Extracting a single row from a pandas
DataFrame
(e.g. using .loc
or .iloc
) yields a pandas
Series
. However, when dealing with heterogeneous data in the DataFrame
(i.e. the DataFrame
’s columns are not all the same dtype), this causes all the values from the different columns in the row to be coerced into a single dtype, because a Series
can only have one dtype. Here is a simple example to show what I mean:
import numpy
import pandas
a = numpy.arange(5, dtype='i8')
b = numpy.arange(5, dtype='u8')**2
c = numpy.arange(5, dtype='f8')**3
df = pandas.DataFrame({'a': a, 'b': b, 'c': c})
df.dtypes
# a int64
# b uint64
# c float64
# dtype: object
df
# a b c
# 0 0 0 0.0
# 1 1 1 1.0
# 2 2 4 8.0
# 3 3 9 27.0
# 4 4 16 64.0
df.loc[2]
# a 2.0
# b 4.0
# c 8.0
# Name: 2, dtype: float64
All values in df.loc[2]
have been converted to float64
.
Is there a good way to extract a row without incurring this type conversion? I could imagine e.g. returning a numpy
structured array, but I don’t see a hassle-free way of creating such an array.

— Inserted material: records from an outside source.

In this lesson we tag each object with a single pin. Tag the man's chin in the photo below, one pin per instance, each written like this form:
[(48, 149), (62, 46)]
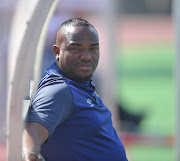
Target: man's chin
[(83, 77)]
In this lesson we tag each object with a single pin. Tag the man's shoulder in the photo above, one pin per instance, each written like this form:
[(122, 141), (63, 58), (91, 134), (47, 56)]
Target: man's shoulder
[(51, 79)]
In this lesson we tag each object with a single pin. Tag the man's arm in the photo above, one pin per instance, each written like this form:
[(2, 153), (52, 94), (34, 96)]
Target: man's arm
[(34, 135)]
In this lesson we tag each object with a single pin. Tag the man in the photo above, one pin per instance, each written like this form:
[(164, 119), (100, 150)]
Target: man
[(67, 120)]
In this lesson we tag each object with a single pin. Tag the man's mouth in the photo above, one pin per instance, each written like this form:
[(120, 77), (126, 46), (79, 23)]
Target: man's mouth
[(85, 66)]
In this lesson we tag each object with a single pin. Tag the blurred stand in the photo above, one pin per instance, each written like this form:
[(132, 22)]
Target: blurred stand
[(6, 15), (176, 18)]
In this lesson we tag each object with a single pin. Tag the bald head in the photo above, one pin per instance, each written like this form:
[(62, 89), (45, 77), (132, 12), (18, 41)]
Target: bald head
[(68, 27)]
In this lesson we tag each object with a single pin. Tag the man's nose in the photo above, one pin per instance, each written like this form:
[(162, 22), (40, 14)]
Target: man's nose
[(85, 55)]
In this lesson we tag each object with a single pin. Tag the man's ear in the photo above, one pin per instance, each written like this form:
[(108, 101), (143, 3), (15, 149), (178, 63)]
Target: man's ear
[(56, 51)]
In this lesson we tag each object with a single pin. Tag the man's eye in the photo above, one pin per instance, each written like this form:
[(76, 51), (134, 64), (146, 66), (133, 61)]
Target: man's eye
[(75, 49)]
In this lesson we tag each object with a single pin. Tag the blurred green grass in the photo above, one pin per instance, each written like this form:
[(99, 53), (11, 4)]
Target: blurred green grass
[(145, 82)]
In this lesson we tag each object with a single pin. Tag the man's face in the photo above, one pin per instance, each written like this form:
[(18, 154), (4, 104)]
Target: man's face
[(78, 52)]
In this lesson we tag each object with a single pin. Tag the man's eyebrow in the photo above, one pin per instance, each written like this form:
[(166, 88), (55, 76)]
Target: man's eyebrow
[(75, 44), (96, 44)]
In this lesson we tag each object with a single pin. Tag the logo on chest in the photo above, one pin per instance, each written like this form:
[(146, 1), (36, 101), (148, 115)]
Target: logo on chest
[(89, 101)]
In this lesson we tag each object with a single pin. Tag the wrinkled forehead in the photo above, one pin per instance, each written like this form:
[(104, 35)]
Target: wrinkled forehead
[(80, 34)]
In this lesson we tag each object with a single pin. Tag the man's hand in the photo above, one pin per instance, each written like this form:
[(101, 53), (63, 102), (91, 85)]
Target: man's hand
[(31, 157), (34, 135)]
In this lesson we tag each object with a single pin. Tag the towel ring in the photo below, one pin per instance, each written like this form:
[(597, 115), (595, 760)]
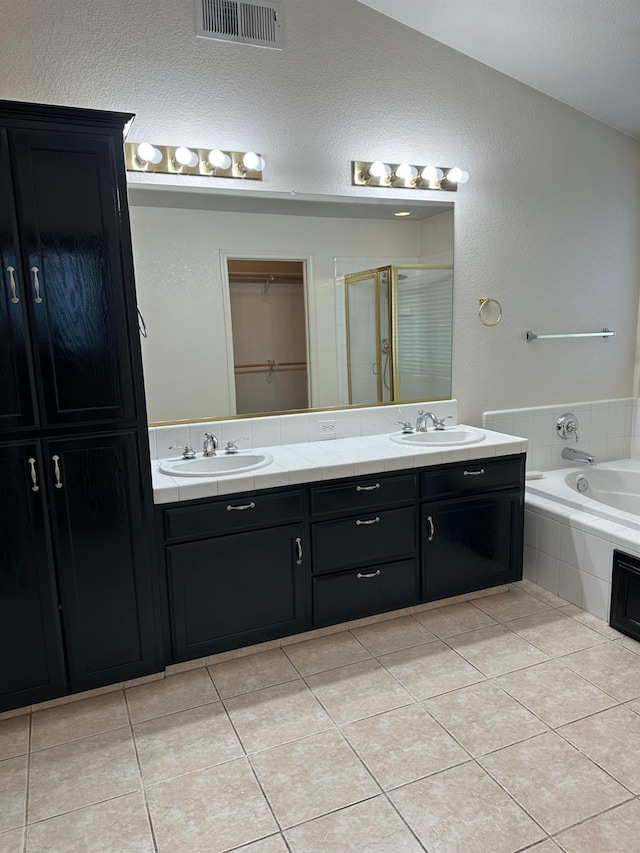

Another approach (but it feels slightly hacky):
Instead of using an integer with loc
or iloc
, you can use a slicer with length 1. This returns a DataFrame with length 1, so iloc[0]
contains your data. e.g
In[1] : row2 = df[2:2+1]
In[2] : type(row)
Out[2]: pandas.core.frame.DataFrame
In[3] : row2.dtypes
Out[3]:
a int64
b uint64
c float64
In[4] : a2 = row2.a.iloc[0]
In[5] : type(a2)
Out[5]: numpy.int64
In[6] : c2 = row2.c.iloc[0]
In[7] : type(c2)
Out[7]: numpy.float64
To me this feels preferable to converting the data types twice (once during row extraction, and again afterwards), and clearer than referring to the original DataFrame multiple times with the same row specification (which could be computationally expensive).
I think it would be better if pandas had a DataFrameRow type for this siutation.